Oracle Scratchpad

May 22, 2009

Index Size

Filed under: Indexing,Infrastructure,Oracle,Tuning — Jonathan Lewis @ 7:52 pm BST May 22,2009

How do you find indexes that might be worth the effort of rebuilding.

One option is to report indexes that take up much more space than they need to – and there are some fairly easy ways to find those indexes. 10g, for example, gave us the create_index_cost procedure in the dbms_space package so, for a single index, we can write a little routine that does something like the following example – running on a 10.2.0.3 database:


rem
rem     Script:         index_space.sql
rem     Dated:          Aug 2008
rem     Author:         J.P.Lewis
rem

declare
        m_used  number;
        m_alloc number;
begin
        dbms_space.create_index_cost(
                ddl             => 'create index t2_i1 on t2(n1, n2)',
                used_bytes      => m_used,
                alloc_bytes     => m_alloc
        );
        dbms_output.put_line(
                'Used bytes: ' || m_used ||
                '...allocated bytes: ' || m_alloc);
end;
/


Used bytes: 24000...allocated bytes: 131072

You may wonder why there is such a difference between used bytes and allocated bytes. There are two parts to the explanation, and to give you a clue to one part of the reason I’ll repeat the test but change the DDL slightly:

declare
        m_used  number;
        m_alloc number;
begin
        dbms_space.create_index_cost(
                ddl             => 'create index t2_i1 on t2(n1, n2) TABLESPACE TEST_8K',
                used_bytes      => m_used,
                alloc_bytes     => m_alloc
        );
        dbms_output.put_line(
                'Used bytes: ' || m_used ||
                '...allocated bytes: ' || m_alloc);
end;
/

Used bytes: 24000...allocated bytes: 1048576

After including the tablespace name in the create index statement the ‘allocated bytes’ has jumped from 128KB to 1MB.

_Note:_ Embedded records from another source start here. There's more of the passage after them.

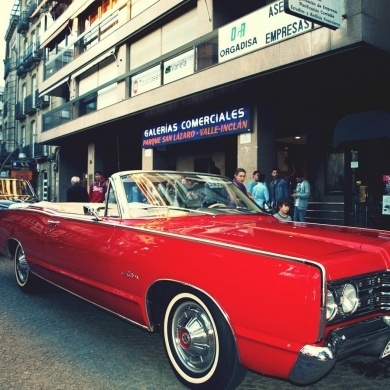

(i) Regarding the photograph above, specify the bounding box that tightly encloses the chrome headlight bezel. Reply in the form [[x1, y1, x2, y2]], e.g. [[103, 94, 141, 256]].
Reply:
[[326, 280, 360, 323], [326, 288, 338, 321], [340, 283, 359, 315]]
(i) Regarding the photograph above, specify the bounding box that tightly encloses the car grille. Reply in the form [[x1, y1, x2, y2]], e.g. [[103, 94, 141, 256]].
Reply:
[[328, 272, 390, 323], [353, 272, 390, 315]]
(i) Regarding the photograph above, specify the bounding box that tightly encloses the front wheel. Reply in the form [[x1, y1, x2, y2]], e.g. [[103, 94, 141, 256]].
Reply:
[[14, 244, 38, 292], [164, 292, 246, 390]]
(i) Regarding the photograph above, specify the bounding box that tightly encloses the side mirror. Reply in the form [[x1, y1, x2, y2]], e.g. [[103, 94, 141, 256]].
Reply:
[[83, 205, 105, 221]]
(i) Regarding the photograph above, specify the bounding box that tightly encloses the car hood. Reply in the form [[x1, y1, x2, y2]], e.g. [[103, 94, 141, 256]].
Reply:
[[138, 216, 390, 279]]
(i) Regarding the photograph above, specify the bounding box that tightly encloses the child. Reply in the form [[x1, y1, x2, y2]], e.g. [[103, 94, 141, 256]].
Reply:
[[274, 198, 292, 221]]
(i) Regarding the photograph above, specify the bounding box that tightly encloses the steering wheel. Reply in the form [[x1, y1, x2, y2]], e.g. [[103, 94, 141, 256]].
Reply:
[[207, 203, 226, 209]]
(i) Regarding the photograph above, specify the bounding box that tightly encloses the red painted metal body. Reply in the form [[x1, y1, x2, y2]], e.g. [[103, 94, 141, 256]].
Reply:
[[0, 204, 390, 378]]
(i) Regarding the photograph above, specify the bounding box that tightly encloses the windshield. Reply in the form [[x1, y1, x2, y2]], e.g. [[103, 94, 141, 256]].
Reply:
[[114, 171, 261, 216]]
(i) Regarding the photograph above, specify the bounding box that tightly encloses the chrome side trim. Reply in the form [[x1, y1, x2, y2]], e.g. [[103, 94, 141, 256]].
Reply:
[[124, 222, 326, 307], [25, 271, 149, 332]]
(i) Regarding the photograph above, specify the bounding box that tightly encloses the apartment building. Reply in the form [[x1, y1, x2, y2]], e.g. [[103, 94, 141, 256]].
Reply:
[[4, 0, 390, 229]]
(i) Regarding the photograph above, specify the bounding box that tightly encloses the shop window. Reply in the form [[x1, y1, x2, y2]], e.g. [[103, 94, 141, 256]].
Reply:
[[78, 93, 97, 116]]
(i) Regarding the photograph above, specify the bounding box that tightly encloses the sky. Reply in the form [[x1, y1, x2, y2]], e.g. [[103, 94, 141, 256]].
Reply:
[[0, 0, 15, 86]]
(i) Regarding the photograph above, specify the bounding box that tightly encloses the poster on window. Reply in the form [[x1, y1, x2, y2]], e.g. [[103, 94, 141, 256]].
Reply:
[[383, 175, 390, 195], [382, 195, 390, 215]]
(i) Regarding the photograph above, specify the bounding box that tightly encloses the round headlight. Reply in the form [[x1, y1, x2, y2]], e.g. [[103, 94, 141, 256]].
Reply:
[[340, 283, 359, 314], [326, 290, 337, 321]]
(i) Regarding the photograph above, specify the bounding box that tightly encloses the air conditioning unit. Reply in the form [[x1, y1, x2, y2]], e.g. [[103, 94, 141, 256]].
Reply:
[[61, 110, 70, 119]]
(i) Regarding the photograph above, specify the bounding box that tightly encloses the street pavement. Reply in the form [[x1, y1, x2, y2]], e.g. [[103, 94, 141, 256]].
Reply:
[[0, 257, 390, 390]]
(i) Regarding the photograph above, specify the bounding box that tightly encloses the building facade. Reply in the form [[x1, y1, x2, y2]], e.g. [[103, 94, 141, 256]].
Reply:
[[3, 0, 390, 229]]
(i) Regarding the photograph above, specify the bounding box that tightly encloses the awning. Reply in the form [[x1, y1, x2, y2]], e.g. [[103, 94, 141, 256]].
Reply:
[[70, 0, 95, 19], [333, 111, 390, 148], [39, 76, 69, 97], [30, 0, 49, 19]]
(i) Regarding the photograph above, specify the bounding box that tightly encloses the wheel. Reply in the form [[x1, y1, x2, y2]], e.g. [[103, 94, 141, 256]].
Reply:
[[208, 203, 226, 209], [14, 244, 38, 292], [163, 292, 246, 390]]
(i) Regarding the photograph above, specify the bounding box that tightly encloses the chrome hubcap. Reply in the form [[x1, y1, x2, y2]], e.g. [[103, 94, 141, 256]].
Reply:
[[172, 302, 216, 374]]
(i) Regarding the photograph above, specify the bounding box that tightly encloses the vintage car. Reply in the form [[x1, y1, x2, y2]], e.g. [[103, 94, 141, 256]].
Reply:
[[0, 177, 38, 210], [0, 171, 390, 389]]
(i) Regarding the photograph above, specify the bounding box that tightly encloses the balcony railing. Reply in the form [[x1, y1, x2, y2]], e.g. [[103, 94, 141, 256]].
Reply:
[[16, 11, 29, 34], [24, 93, 37, 115], [23, 40, 42, 69], [44, 12, 119, 80], [15, 102, 26, 121], [19, 145, 32, 158], [26, 0, 37, 18], [16, 57, 28, 78], [35, 90, 50, 110]]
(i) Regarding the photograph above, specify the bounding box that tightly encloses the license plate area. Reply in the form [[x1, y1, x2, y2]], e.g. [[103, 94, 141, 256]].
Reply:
[[380, 341, 390, 359]]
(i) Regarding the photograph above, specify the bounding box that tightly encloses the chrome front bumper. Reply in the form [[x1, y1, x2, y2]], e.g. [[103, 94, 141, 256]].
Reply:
[[289, 316, 390, 385]]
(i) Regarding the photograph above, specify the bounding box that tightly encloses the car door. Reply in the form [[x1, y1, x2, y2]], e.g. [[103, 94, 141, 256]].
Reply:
[[45, 215, 115, 308]]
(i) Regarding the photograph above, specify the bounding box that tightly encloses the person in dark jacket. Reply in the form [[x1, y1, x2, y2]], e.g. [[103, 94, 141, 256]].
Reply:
[[89, 171, 107, 203], [66, 176, 89, 202]]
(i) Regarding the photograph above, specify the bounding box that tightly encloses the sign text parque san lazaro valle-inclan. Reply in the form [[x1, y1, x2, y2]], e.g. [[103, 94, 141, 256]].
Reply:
[[142, 107, 250, 148]]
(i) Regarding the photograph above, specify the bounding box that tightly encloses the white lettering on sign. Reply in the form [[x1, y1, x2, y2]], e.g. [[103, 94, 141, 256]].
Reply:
[[285, 0, 342, 29], [218, 0, 313, 62]]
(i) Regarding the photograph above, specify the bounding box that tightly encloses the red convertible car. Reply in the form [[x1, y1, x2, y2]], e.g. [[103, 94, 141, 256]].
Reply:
[[0, 171, 390, 389]]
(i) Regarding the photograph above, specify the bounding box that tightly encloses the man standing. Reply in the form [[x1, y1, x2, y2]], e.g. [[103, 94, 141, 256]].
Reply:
[[66, 176, 89, 202], [89, 171, 107, 203], [248, 171, 260, 196], [291, 173, 310, 222], [269, 168, 290, 208]]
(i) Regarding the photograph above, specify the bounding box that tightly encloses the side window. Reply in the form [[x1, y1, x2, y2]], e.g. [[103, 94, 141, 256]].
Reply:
[[104, 183, 120, 218]]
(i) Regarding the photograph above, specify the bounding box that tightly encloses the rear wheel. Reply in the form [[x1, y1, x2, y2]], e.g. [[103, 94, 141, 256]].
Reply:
[[14, 244, 38, 292], [164, 292, 246, 390]]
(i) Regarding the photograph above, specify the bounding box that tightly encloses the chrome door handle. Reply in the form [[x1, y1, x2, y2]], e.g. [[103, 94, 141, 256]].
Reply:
[[47, 219, 60, 226]]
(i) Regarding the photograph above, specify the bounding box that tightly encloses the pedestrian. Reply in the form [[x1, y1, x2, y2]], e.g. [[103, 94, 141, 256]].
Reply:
[[269, 168, 290, 209], [66, 176, 89, 202], [252, 173, 269, 211], [233, 168, 248, 195], [248, 171, 260, 197], [274, 198, 292, 222], [89, 171, 107, 203], [291, 173, 310, 222]]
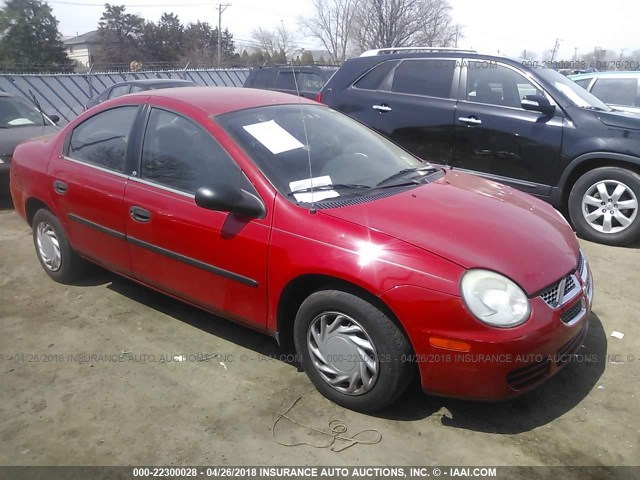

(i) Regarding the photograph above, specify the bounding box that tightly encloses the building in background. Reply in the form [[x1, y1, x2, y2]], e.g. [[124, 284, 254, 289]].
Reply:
[[63, 30, 99, 68]]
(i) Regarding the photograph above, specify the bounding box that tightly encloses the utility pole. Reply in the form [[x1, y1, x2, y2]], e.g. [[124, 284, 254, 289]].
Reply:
[[551, 38, 560, 62], [218, 3, 231, 68]]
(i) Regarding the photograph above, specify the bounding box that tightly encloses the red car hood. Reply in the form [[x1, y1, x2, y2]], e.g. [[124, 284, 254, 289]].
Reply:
[[321, 171, 579, 294]]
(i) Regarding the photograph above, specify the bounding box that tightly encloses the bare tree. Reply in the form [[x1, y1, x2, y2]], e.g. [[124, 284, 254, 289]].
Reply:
[[354, 0, 460, 51], [300, 0, 362, 63], [417, 0, 462, 47]]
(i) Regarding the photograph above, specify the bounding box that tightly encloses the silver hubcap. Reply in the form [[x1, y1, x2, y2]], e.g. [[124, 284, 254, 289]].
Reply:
[[307, 312, 378, 395], [582, 180, 638, 233], [36, 222, 62, 272]]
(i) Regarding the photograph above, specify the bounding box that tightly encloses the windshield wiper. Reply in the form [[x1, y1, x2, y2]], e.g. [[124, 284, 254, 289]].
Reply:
[[287, 183, 371, 196], [376, 166, 438, 187]]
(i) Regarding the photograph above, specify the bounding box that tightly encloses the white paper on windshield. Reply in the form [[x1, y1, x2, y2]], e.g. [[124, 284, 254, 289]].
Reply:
[[242, 120, 304, 155], [289, 175, 340, 203], [7, 118, 33, 126]]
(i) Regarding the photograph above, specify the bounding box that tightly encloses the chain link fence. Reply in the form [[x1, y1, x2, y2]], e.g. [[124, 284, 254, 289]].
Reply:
[[0, 66, 249, 125]]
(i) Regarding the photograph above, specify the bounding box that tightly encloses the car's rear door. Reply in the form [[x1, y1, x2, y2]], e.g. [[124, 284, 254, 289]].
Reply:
[[338, 58, 459, 164], [48, 105, 140, 274], [453, 60, 564, 197], [125, 108, 270, 328]]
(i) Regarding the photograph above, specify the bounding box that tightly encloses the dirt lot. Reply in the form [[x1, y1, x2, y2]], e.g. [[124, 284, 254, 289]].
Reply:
[[0, 197, 640, 465]]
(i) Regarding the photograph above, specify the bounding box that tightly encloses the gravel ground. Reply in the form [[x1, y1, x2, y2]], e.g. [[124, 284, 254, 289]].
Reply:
[[0, 196, 640, 472]]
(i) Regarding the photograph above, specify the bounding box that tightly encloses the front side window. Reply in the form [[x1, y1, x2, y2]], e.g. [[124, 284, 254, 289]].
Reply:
[[466, 62, 544, 108], [141, 109, 251, 193], [574, 78, 591, 88], [591, 78, 638, 107], [215, 105, 432, 203], [68, 106, 138, 172], [0, 97, 48, 128], [391, 59, 455, 98]]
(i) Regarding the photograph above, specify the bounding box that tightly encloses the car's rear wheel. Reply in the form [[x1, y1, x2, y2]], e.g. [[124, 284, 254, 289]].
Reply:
[[294, 290, 413, 412], [32, 209, 84, 283], [569, 167, 640, 246]]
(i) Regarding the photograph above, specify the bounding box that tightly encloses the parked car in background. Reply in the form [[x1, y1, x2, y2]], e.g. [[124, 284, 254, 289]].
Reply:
[[244, 65, 338, 98], [85, 78, 197, 109], [569, 71, 640, 114], [11, 88, 593, 411], [317, 48, 640, 245], [0, 92, 59, 195]]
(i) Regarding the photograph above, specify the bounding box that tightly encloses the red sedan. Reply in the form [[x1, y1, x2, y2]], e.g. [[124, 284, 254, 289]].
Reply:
[[11, 88, 593, 411]]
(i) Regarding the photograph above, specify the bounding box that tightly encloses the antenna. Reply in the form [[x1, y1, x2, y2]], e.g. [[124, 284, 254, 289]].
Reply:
[[290, 57, 316, 215]]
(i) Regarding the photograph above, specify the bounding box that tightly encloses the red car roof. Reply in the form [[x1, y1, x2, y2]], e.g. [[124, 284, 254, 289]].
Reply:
[[133, 87, 316, 115]]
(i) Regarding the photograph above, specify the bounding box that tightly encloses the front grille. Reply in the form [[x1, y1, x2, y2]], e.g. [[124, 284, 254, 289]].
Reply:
[[540, 282, 560, 305], [560, 300, 582, 323], [507, 360, 549, 390], [577, 252, 584, 278], [562, 275, 576, 297]]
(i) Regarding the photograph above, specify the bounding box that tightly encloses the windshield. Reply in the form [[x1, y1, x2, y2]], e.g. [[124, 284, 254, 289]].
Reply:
[[216, 105, 434, 203], [0, 97, 46, 128], [538, 68, 611, 112]]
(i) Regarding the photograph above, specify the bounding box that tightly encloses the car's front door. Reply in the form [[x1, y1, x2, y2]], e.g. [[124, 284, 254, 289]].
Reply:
[[48, 105, 139, 274], [125, 108, 270, 328], [453, 61, 564, 197]]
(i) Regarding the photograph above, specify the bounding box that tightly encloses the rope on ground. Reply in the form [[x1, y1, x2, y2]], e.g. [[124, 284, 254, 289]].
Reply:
[[271, 396, 382, 452]]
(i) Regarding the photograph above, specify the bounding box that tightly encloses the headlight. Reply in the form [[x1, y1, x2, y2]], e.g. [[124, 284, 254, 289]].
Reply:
[[460, 269, 531, 328]]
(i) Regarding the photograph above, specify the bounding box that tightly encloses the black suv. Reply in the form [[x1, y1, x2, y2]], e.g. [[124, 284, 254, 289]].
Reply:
[[244, 65, 338, 98], [316, 49, 640, 245]]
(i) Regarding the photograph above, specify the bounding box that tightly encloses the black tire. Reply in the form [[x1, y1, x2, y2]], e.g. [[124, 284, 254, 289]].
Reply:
[[293, 290, 414, 412], [568, 167, 640, 246], [32, 209, 85, 283]]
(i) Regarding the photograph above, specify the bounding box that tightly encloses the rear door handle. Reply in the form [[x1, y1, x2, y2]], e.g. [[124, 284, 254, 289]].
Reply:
[[371, 104, 392, 112], [53, 180, 69, 195], [129, 207, 151, 223], [458, 117, 482, 126]]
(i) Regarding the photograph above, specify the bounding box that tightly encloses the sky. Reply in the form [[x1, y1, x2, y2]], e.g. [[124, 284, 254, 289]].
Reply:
[[47, 0, 640, 60]]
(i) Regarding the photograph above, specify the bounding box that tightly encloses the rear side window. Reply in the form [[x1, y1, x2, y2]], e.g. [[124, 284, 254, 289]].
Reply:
[[391, 59, 455, 98], [275, 71, 296, 90], [591, 78, 638, 106], [466, 62, 544, 108], [354, 62, 398, 90], [67, 106, 138, 172], [142, 109, 252, 193], [298, 72, 324, 92]]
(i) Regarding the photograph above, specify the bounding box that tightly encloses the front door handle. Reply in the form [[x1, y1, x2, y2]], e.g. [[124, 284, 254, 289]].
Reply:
[[129, 207, 151, 223], [53, 180, 69, 195], [458, 117, 482, 126], [371, 103, 392, 112]]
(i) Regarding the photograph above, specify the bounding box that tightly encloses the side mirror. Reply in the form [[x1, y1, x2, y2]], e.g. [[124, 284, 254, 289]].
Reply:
[[196, 183, 267, 218], [520, 95, 556, 115]]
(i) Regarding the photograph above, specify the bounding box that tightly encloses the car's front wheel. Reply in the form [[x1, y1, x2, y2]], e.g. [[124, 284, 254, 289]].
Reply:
[[294, 290, 413, 412], [32, 209, 84, 283], [569, 167, 640, 246]]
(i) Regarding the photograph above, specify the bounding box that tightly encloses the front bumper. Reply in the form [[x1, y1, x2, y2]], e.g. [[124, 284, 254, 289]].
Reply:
[[381, 255, 593, 400]]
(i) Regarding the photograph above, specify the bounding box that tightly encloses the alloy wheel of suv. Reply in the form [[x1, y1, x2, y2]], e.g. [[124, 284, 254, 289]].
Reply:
[[569, 167, 640, 245]]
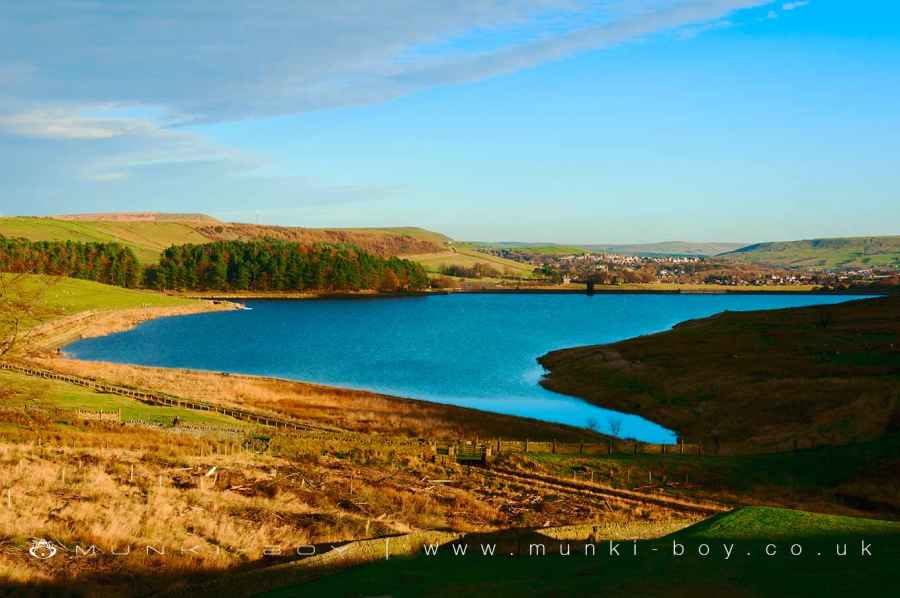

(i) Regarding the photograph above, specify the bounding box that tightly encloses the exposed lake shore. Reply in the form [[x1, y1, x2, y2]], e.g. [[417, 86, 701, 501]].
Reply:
[[28, 295, 606, 442], [178, 284, 885, 301], [539, 296, 900, 450]]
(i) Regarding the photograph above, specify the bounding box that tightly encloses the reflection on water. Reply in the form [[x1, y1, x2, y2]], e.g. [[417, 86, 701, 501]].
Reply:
[[68, 294, 868, 442]]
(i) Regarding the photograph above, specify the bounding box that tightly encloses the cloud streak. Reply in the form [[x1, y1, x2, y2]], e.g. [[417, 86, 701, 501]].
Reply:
[[0, 0, 772, 125]]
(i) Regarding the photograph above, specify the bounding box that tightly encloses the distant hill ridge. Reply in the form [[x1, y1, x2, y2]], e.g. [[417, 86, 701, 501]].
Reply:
[[470, 241, 746, 256], [0, 212, 449, 263], [719, 235, 900, 270]]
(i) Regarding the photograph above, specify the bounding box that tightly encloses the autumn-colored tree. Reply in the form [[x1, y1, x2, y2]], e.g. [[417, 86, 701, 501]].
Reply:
[[0, 272, 55, 359]]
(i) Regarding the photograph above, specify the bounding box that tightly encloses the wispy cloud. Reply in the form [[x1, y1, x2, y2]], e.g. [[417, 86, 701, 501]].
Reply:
[[0, 0, 770, 213], [0, 0, 769, 126]]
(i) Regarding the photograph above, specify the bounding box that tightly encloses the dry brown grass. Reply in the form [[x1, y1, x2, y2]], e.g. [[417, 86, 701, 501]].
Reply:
[[0, 410, 683, 596], [541, 297, 900, 451], [34, 358, 604, 442]]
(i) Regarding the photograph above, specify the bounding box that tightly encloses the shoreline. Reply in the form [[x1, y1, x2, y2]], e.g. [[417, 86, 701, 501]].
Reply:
[[20, 299, 609, 442], [29, 300, 243, 353], [178, 287, 890, 301]]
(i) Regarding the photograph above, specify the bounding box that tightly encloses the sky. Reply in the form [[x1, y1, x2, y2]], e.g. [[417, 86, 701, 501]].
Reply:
[[0, 0, 900, 243]]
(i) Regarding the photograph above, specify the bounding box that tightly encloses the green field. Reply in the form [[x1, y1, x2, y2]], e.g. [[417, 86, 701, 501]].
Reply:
[[719, 236, 900, 270], [539, 296, 900, 452], [12, 274, 195, 314], [405, 247, 533, 278], [0, 371, 246, 427], [0, 218, 209, 263], [318, 226, 451, 247], [265, 508, 900, 598], [528, 434, 900, 516]]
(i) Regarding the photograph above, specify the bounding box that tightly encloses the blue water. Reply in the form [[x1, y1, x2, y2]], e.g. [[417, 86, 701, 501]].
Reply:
[[67, 294, 868, 442]]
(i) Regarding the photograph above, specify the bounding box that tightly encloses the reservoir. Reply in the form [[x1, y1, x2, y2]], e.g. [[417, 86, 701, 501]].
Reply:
[[67, 294, 858, 442]]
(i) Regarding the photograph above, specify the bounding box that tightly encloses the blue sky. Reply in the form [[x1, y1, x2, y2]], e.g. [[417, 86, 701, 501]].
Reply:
[[0, 0, 900, 243]]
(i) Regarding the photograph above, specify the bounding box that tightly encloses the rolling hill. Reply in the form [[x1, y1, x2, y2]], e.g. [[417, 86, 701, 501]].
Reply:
[[718, 235, 900, 270], [468, 241, 744, 256], [539, 297, 900, 452], [0, 212, 450, 263]]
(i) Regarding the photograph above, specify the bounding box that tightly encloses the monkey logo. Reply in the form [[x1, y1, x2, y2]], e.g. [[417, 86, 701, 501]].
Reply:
[[28, 538, 57, 561]]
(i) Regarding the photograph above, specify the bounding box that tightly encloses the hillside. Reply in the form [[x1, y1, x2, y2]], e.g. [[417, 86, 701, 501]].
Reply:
[[540, 297, 900, 451], [0, 212, 448, 263], [467, 241, 743, 256], [260, 507, 900, 598], [719, 235, 900, 270], [585, 241, 743, 256]]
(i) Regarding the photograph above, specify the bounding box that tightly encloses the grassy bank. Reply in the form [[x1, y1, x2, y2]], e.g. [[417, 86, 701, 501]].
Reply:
[[540, 297, 900, 450]]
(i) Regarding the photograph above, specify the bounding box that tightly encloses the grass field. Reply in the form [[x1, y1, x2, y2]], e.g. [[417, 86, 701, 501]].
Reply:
[[540, 297, 900, 451], [719, 235, 900, 270], [0, 214, 449, 264], [405, 248, 533, 278], [0, 371, 246, 428], [0, 218, 209, 263]]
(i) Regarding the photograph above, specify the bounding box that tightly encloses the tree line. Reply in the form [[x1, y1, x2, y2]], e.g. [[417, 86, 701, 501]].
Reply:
[[0, 237, 429, 291], [145, 240, 429, 291], [0, 236, 142, 288]]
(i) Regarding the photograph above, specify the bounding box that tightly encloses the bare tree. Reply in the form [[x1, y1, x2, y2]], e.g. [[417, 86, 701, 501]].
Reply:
[[0, 272, 56, 359], [606, 417, 622, 438]]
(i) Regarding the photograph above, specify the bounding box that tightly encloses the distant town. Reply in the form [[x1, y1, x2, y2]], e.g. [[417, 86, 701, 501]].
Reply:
[[479, 247, 900, 290]]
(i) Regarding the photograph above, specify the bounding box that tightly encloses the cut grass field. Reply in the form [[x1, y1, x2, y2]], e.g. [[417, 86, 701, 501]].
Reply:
[[265, 508, 900, 598], [405, 248, 533, 278], [0, 371, 247, 428], [540, 297, 900, 452], [0, 214, 449, 264], [23, 274, 197, 314], [524, 433, 900, 519]]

Part of the explanation of the difference between allocated and used comes from tablespace extent sizing – after working out the space that the index needs Oracle then works out the extent allocation needed in the relevant tablespace to hold that index … and different tablespaces may have different space management definitions.

But here’s an unexpected detail – if you don’t specify a tablespace the code uses the default_tablespace of the sys schema as the target tablepace! This is a little odd; you might have expected the default to be the default_tablespace of the (nominal) owner of the index – especially since the dbms_space package is defined as authid current_user. This doesn’t change even if you include the index owner explicitly in the DDL. So make sure you specify the tablespace (and any other storage parameters you expect to use) in your create index statement or the allocated bytes may turn out to be a poor estimate of the final segment size.

But there’s more

My first test gave 24,000 bytes as the used bytes – and that should fit comfortably inside a single 64KB extent in the system tablespace – so why was the allocated space reported as 128KB / two extents?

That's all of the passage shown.